9Par le décret du 27 juin et l’Instruction qui l’accompagne, les citoyens assemblés pour le vote de 93 sont en effet censés envoyer à Paris un des leurs, porteur de leur vœu sur la constitution matérialisé par le procès-verbal7 de leur réunion. Il n’est jamais précisé si cet envoyé devra être élu mais tout indique que c’est ainsi que les textes ont été lus et que cette élection a été parfois vivement disputée. Le choix des envoyés de l’été 1793 aboutira donc à rassembler dans la capitale des milliers d’élus directs des cantons de la République, une forme de représentation que la Convention aura bien du mal à maintenir sous son autorité8 et à laquelle aucun des régimes qui lui succèderont, jusqu’à nos jours, ne fera plus recours. L’importance que prend le choix des envoyés n’est pas sans relation avec le fait qu’en 1793 les votes « Contre » sont pratiquement quantité négligeable ; lorsque les citoyens se déplacent, c’est essentiellement pour voter « Oui », parce qu’ils savent trouver d’autres façons de manifester leurs préoccupations. C’est en effet le caractère délibératif de ces assemblées, reconnu à la fois par le projet de constitution et par son mode d’acceptation, qui prend le dessus, entraînant l’apparition de centaines voire de milliers de vœux particuliers, de portée locale ou bien au contraire très générale9 et dont certains prolongent, parfois jusqu’à leur ressembler beaucoup, les cahiers de 1789. Nullement prescrits par les textes, ces vœux au pluriel sont la façon par laquelle partie des citoyens assemblés entreprennent d’emblée de mettre en application la nouvelle Constitution, de la même façon qu’autant d’autres ont pu, au nom d’une application seulement à venir, repousser les projets de vœux qui leur étaient soumis. Dans chacun de ces cas de figure, les assemblées affirment leur autorité comme exerçant une portion de la souveraineté10.

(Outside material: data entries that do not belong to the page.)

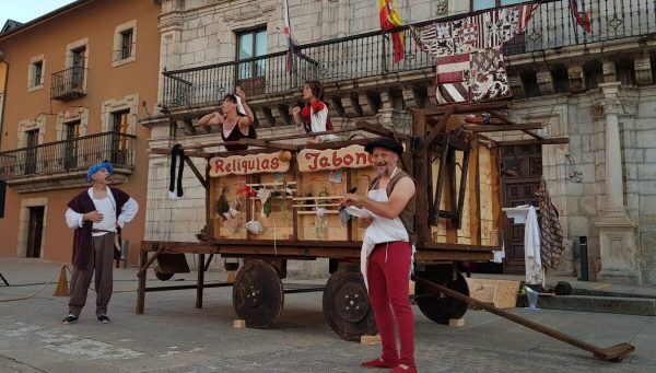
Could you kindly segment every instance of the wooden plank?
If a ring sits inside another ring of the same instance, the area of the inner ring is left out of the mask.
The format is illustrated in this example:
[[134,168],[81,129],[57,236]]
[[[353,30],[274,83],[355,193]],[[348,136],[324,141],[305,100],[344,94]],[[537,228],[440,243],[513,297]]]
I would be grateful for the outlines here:
[[414,255],[417,263],[458,260],[458,261],[489,261],[494,255],[490,252],[460,252],[460,250],[418,250]]
[[570,143],[570,138],[550,138],[550,139],[531,139],[531,140],[509,140],[497,141],[497,147],[514,147],[514,145],[553,145],[559,143]]
[[196,266],[196,307],[202,308],[202,288],[204,284],[204,254],[198,254],[198,265]]
[[479,143],[478,139],[473,137],[471,139],[471,152],[469,154],[469,237],[472,244],[480,245],[478,238],[479,233],[479,202],[480,202],[480,190],[479,190]]
[[185,162],[187,163],[187,165],[189,166],[189,168],[191,168],[191,172],[194,173],[194,175],[196,175],[196,178],[198,178],[198,180],[200,182],[200,184],[202,184],[203,188],[207,189],[209,187],[208,180],[204,177],[202,177],[202,175],[200,174],[200,172],[196,167],[196,164],[194,164],[194,162],[191,162],[191,160],[189,159],[188,155],[185,155]]
[[[281,141],[281,140],[293,140],[293,139],[307,139],[307,138],[314,138],[315,136],[321,136],[321,135],[338,135],[338,133],[345,133],[345,132],[354,132],[358,131],[358,128],[345,128],[345,129],[337,129],[337,130],[332,130],[332,131],[324,131],[324,132],[314,132],[314,133],[295,133],[295,135],[288,135],[288,136],[278,136],[278,137],[271,137],[268,138],[265,141]],[[245,139],[242,139],[245,140]],[[254,139],[250,139],[254,140]],[[259,139],[256,139],[259,140]],[[241,141],[241,140],[239,140]],[[189,149],[203,149],[203,148],[214,148],[214,147],[223,147],[225,144],[238,144],[239,141],[215,141],[215,142],[208,142],[208,143],[199,143],[197,145],[188,145],[188,147],[184,147],[184,150],[189,150]],[[261,149],[260,149],[261,151]],[[246,152],[246,150],[239,150],[237,152],[232,152],[237,153],[237,154],[244,154],[242,152]],[[225,153],[230,153],[230,152],[225,152]]]
[[469,172],[469,151],[464,152],[462,154],[462,168],[460,170],[460,185],[458,191],[458,208],[456,210],[457,214],[457,229],[462,229],[462,211],[465,210],[465,191],[467,190],[467,175]]
[[475,104],[456,104],[456,105],[444,105],[435,108],[427,108],[425,110],[426,116],[435,116],[444,114],[448,109],[454,109],[455,114],[467,114],[477,112],[490,112],[490,110],[504,110],[508,108],[508,101],[496,101],[487,103],[475,103]]
[[[149,152],[151,154],[171,155],[171,149],[164,149],[164,148],[153,148],[153,149],[149,150]],[[185,155],[192,156],[192,158],[206,158],[206,159],[212,158],[209,153],[200,152],[200,151],[185,152]]]
[[137,278],[139,279],[139,284],[137,285],[137,315],[143,315],[143,310],[145,308],[145,270],[148,269],[148,267],[145,266],[147,261],[148,252],[142,248],[139,252],[139,265],[142,266],[141,268],[143,270],[137,273]]
[[464,125],[464,129],[472,132],[503,132],[503,131],[523,131],[526,129],[542,129],[541,123],[519,124],[519,125]]
[[[431,131],[431,133],[429,133],[429,136],[426,138],[424,138],[423,142],[421,143],[421,148],[419,149],[419,152],[417,153],[417,155],[422,155],[423,153],[425,153],[426,150],[429,150],[430,145],[433,144],[433,141],[435,140],[435,138],[437,137],[437,135],[444,135],[443,133],[443,129],[446,127],[446,124],[447,124],[448,119],[450,118],[450,116],[453,114],[454,114],[454,107],[450,106],[444,113],[444,116],[442,118],[440,118],[440,123],[433,128],[433,130]],[[425,126],[425,119],[424,119],[424,126]]]
[[[234,141],[233,141],[234,142]],[[260,147],[266,149],[278,149],[278,150],[298,150],[298,145],[293,143],[273,142],[263,139],[239,139],[237,143],[243,145]]]
[[364,120],[358,120],[355,123],[355,128],[359,130],[367,131],[373,135],[380,136],[380,137],[395,138],[397,141],[399,141],[399,139],[405,140],[408,138],[408,136],[406,136],[403,133],[397,133],[397,132],[395,132],[388,128],[385,128],[378,124],[372,124],[372,123],[364,121]]
[[[425,109],[412,112],[412,132],[419,138],[425,137],[426,121]],[[431,164],[427,162],[429,155],[418,154],[414,160],[414,178],[417,180],[417,194],[414,202],[417,213],[414,219],[414,228],[417,230],[417,241],[426,242],[431,237],[429,229],[429,194],[432,193],[431,182],[429,180],[429,168]]]
[[[496,117],[505,123],[507,123],[511,126],[518,126],[516,123],[512,121],[511,119],[508,119],[505,115],[502,115],[497,112],[491,110],[490,115],[492,115],[493,117]],[[534,131],[529,131],[527,129],[522,129],[522,132],[526,133],[526,135],[530,135],[532,138],[538,139],[538,140],[543,140],[544,138],[541,137],[540,135],[534,132]]]

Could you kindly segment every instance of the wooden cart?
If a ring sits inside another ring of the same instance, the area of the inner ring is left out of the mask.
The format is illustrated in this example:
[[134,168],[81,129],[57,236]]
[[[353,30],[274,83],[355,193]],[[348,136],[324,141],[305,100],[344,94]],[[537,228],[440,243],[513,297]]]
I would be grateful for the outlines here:
[[[286,276],[288,261],[328,258],[331,276],[323,298],[326,322],[348,340],[375,334],[374,315],[359,270],[364,230],[353,221],[343,226],[338,206],[348,190],[356,188],[358,194],[365,194],[368,189],[375,174],[363,144],[379,136],[403,143],[402,168],[417,182],[414,275],[468,294],[457,264],[490,260],[500,247],[497,148],[479,132],[501,127],[526,130],[530,126],[507,120],[502,126],[465,125],[462,117],[455,115],[505,105],[419,110],[410,136],[358,123],[354,129],[332,132],[351,138],[343,141],[297,145],[285,142],[292,137],[281,137],[241,140],[258,147],[241,152],[209,154],[200,148],[185,149],[187,164],[207,190],[207,226],[198,243],[142,243],[137,313],[144,311],[145,292],[159,290],[196,288],[196,306],[201,307],[202,291],[208,287],[203,272],[210,263],[206,255],[220,255],[242,259],[243,266],[234,284],[213,285],[233,287],[235,312],[248,327],[268,327],[283,307],[281,279]],[[353,139],[355,132],[368,138]],[[165,149],[154,152],[169,153]],[[190,156],[207,159],[204,174],[194,166]],[[258,225],[262,232],[258,232]],[[154,254],[149,258],[151,252]],[[184,260],[180,254],[188,253],[199,256],[196,285],[145,287],[145,270],[155,259],[160,260],[160,271],[169,267],[173,272],[176,260]],[[426,317],[442,324],[467,311],[466,302],[436,296],[421,282],[417,283],[414,302]]]

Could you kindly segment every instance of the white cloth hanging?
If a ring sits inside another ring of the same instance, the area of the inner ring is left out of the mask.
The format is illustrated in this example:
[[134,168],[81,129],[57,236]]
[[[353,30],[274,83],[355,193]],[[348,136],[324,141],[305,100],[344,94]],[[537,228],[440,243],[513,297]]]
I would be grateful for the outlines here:
[[[516,221],[515,221],[516,222]],[[526,265],[526,283],[542,282],[542,260],[540,258],[540,224],[536,208],[530,206],[524,228],[524,263]]]

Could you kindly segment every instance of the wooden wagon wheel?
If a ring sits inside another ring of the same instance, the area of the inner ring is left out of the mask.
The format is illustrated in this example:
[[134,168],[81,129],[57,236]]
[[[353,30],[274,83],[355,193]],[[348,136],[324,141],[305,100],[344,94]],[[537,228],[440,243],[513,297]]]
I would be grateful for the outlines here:
[[356,269],[333,272],[324,290],[324,317],[338,336],[360,340],[378,331],[362,275]]
[[273,325],[282,312],[284,292],[280,276],[263,260],[249,260],[237,272],[233,306],[249,328]]
[[171,280],[171,278],[173,277],[173,273],[164,273],[164,272],[162,272],[162,269],[160,269],[160,266],[155,266],[153,268],[153,270],[155,271],[155,277],[160,281],[167,281],[167,280]]
[[[460,272],[456,273],[456,280],[454,280],[452,267],[441,266],[429,268],[425,272],[418,272],[417,277],[469,295],[469,287],[465,277]],[[445,296],[444,294],[431,296],[432,292],[419,282],[414,287],[414,294],[417,295],[414,301],[421,313],[437,324],[448,324],[450,318],[460,318],[467,312],[467,303]]]

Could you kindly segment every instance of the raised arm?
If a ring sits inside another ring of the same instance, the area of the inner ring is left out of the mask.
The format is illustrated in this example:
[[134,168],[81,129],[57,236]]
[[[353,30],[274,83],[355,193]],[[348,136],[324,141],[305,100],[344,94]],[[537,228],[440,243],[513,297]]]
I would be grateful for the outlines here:
[[365,208],[378,217],[395,219],[408,205],[408,201],[414,195],[414,182],[410,177],[401,178],[397,185],[395,185],[389,200],[387,202],[375,201],[368,197],[347,194],[344,196],[344,205]]
[[239,125],[242,126],[242,128],[247,128],[248,126],[250,126],[251,123],[255,121],[255,115],[253,115],[253,110],[246,103],[246,92],[244,92],[244,90],[242,90],[241,86],[237,86],[236,94],[242,100],[242,105],[244,106],[244,112],[246,112],[245,118],[246,118],[246,120],[248,120],[248,123],[246,123],[246,120],[244,120],[244,118],[242,118],[242,119],[239,119]]
[[219,112],[212,112],[198,119],[198,126],[219,126],[223,123],[223,116]]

10L’organisation du vote sur la Déclaration et la Constitution de 1793 dans les départements, districts et cantons eut donc l’effet de rassembler à Paris des milliers d’envoyés, porteurs des votes locaux, pour le 10 août, jour anniversaire de l’insurrection qui avait emporté la monarchie. La vaste cérémonie qui parcourut Paris ce jour-là, de la même façon que la Fédération du 14 juillet 1790, consacrait un anniversaire et scellait un nouveau pacte – mais cette fois directement avalisé par les votes des citoyens. Ce vote issu du décret du 27 juin couronnait donc une escalade de nouveautés évidemment conçues comme telles, au point que Barère en signalera le résultat final comme un phénomène politique, terme à prendre dans son sens le plus fort. C’est pourtant là une mention exceptionnelle qui nous oblige à faire un retour en arrière : en effet, à presque aucun moment, le Comité de salut public, les autres comités ou les conventionnels individuellement n’insistent sur la nouveauté des procédés. Paradoxalement, l’innovation en matière de vote ou l’amélioration des procédures démocratiques ne sont quasiment jamais utilisées comme des arguments politiques par lesquels on en soulignerait la modernité. Au contraire, et dans la continuité de l’Ancien régime comme des décisions prérévolutionnaires, on met systématiquement en valeur ce qui témoigne d’une continuité et, si possible, d’un retour à la tradition et aux sources anciennes du droit. Ni l’innovation, ni la modernité ne sont des valeurs politiques qui s’affichent comme telles.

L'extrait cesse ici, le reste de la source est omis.